Example 1: Enforce consistent HTTP protocol parsing in ASP.NET Core
Configure Kestrel to strictly reject requests that contain both Transfer-Encoding and Content-Length to prevent ambiguous framing that can be exploited in smuggling scenarios, even when mTLS is used.
// Program.cs
var builder = WebApplication.CreateBuilder(args);
// Enforce strict HTTP parsing
builder.WebHost.ConfigureKestrel(serverOptions =>
{
serverOptions.Limits.MaxRequestBodySize = 10_000_000; // 10 MB
});
// Require explicit limits and reject ambiguous framing
builder.Services.Configure<HttpParserOptions>(options =>
{
options.AllowSynchronousIO = false;
});
var app = builder.Build();
// Reject requests that contain both headers
app.Use(async (context, next) =>
{
var request = context.Request;
bool hasTE = request.Headers.ContainsKey("Transfer-Encoding");
bool hasCL = request.Headers.ContainsKey("Content-Length");
if (hasTE && hasCL)
{
context.Response.StatusCode = 400;
await context.Response.WriteAsync("Ambiguous framing: Transfer-Encoding and Content-Length cannot both be present.");
return;
}
await next(context);
});
app.UseHttpsRedirection();
app.UseAuthentication();
app.UseAuthorization();
app.MapControllers();
app.Run();
Example 2: mTLS configuration with explicit client certificate validation
Ensure client certificates are validated early and that forwarded requests preserve the original framing decisions. This example shows how to require and validate client certificates in ASP.NET Core and avoid forwarding ambiguous headers.
// Program.cs with mTLS
var builder = WebApplication.CreateBuilder(args);
builder.WebHost.ConfigureKestrel(serverOptions =>
{
serverOptions.ConfigureHttpsDefaults(httpsOptions =>
{
httpsOptions.ClientCertificateMode = ClientCertificateMode.RequireCertificate;
httpsOptions.AllowAnyClientCertificate(); // Replace with custom validation in production
// Optionally use custom validation:
// httpsOptions.ClientCertificateValidation = (cert, chain, errors) => MyValidateClientCert(cert, chain, errors);
});
});
// Custom validation example (simplified)
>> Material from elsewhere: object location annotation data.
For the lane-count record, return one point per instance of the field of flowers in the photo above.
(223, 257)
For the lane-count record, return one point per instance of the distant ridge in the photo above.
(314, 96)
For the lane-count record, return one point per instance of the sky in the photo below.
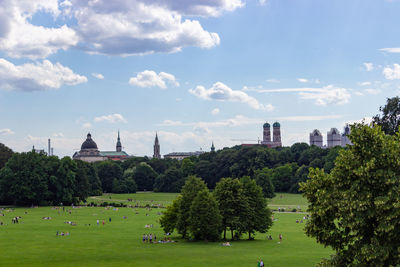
(195, 72)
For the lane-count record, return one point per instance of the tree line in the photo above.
(236, 205)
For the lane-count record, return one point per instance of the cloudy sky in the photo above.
(194, 71)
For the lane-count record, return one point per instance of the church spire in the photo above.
(156, 154)
(119, 146)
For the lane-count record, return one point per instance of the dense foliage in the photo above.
(36, 179)
(355, 209)
(235, 205)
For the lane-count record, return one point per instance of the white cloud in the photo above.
(273, 81)
(37, 76)
(328, 95)
(87, 125)
(302, 80)
(262, 2)
(373, 91)
(221, 92)
(323, 96)
(364, 83)
(149, 78)
(368, 66)
(20, 38)
(98, 75)
(6, 131)
(113, 118)
(391, 50)
(126, 27)
(118, 27)
(215, 111)
(392, 73)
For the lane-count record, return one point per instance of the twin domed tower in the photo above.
(276, 138)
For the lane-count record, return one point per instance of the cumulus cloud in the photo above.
(112, 118)
(368, 66)
(392, 73)
(6, 131)
(118, 27)
(302, 80)
(373, 91)
(20, 38)
(391, 49)
(222, 92)
(215, 111)
(98, 75)
(126, 27)
(328, 95)
(36, 76)
(149, 78)
(323, 96)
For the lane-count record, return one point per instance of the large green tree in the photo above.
(389, 120)
(189, 191)
(204, 217)
(355, 209)
(5, 154)
(231, 203)
(256, 217)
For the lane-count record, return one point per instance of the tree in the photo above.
(169, 218)
(390, 119)
(189, 191)
(5, 154)
(108, 171)
(231, 203)
(144, 176)
(355, 209)
(204, 217)
(256, 216)
(264, 179)
(171, 181)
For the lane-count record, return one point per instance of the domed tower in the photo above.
(266, 134)
(119, 146)
(316, 138)
(276, 138)
(334, 138)
(156, 154)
bool MyValidateClientCert(X509Certificate? cert, X509Chain? chain, SslPolicyErrors errors)
{
if (cert == null) return false;
// Example policy: thumbprint check or chain validation
return errors == SslPolicyErrors.None;
}
// Middleware to strip or reject ambiguous framing before routing
builder.Services.AddTransient<IFrameValidationMiddleware>((sp) => new FrameValidationMiddleware());
var app = builder.Build();
app.Use(async (context, next) =>
{
var request = context.Request;
bool hasTE = request.Headers.ContainsKey("Transfer-Encoding");
bool hasCL = request.Headers.ContainsKey("Content-Length");
if (hasTE && hasCL)
{
context.Response.StatusCode = 400;
await context.Response.WriteAsync("Ambiguous framing: Transfer-Encoding and Content-Length cannot both be present.");
return;
}
await next(context);
});
// Use mTLS and routing
app.UseHttpsRedirection();
app.UseAuthentication();
app.UseAuthorization();
app.MapControllers();
app.Run();
Additional practices
- Ensure edge and origin use the same HTTP parser settings and reject ambiguous Transfer-Encoding/Content-Length combinations.
- Do not automatically forward or normalize framing headers after mTLS termination; explicitly drop or reject requests that could be smuggled.
- Validate client certificates before using them to make trust decisions about request integrity.